• Police: Heroin Sales In Atlanta Going To Suburbs

    ATLANTA,None - Atlanta police said they have noticed an uptick of heroin sales on city streets.

    Drug investigators said one reason for the increase is that the addictive drug is cheaper than the street price of powerful pain killers like Oxycontin.

    But Channel 2 Action News has learned that dope dealers are getting more new customers from suburban metro high schools.

    Channel 2 Action News reporter Tom Regan began digging into the story after a Roswell drug treatment counselor told a Channel 2 producer that some of his young patients, including high school students, bought heroin off the street in an Atlanta neighborhood known as "The Bluffs."

    The neighborhood is located near the intersection of North Avenue and Northside Drive.

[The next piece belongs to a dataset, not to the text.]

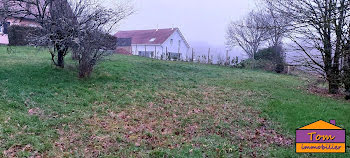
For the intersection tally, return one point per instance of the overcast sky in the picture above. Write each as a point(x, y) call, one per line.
point(201, 21)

    WEB EXTRA: Recovering Heroin Addict Speaks Out

    "These are kids from upper and middle class suburbs who know ‘I can go down there and get heroin,' said Dr. Robert Margolis.

    "We've had kids go down there that have been involved in shootings. They have no idea of what they're getting into. Then they find out their ‘buddy‘ at The Bluffs has no qualms of beating them up or mugging them or whatever."

    Regan visited Narconon, a drug counseling facility in Norcross. He sat down for an interview with "Brian", a 21-year-old recovering heroin addict.

    Brian told Regan that he knows friends from high schools in Gwinnett County who have purchased heroin in Atlanta.

    "I went down to The Bluffs. The first street I went down, someone flagged me down and it took like two minutes to get heroin once I got down there."

    Regan: Aren't you and other kids worried about the danger?

    "People who use drugs really don't worry about the danger. It controls your life," said Brian.

    Brian said he began snorting heroin and then started shooting it. At the height of his addiction, he was spending $200 a day on the drug. He told Regan that he knows four friends from another state who died after overdosing on heroin. He said young people abusing pain killers are most at risk of trying heroin and becoming addicted.

    "Kids are doing painkillers, and after a while, that's not working and you want to find something more powerful. That's heroin."

    A drug counselor at Narconon told Regan that heroin is relatively cheap and easily obtained in Atlanta because the metro area is a way station for Mexican cartels distributing the drug throughout the southeast and eventually to northern states.

    Margolis advises parents not to discount the possibility that their children may try the potentially deadly drug.

    "They think it's the same thing as a pain killer, another opiate," said Margolis. "But they're in a whole new universe."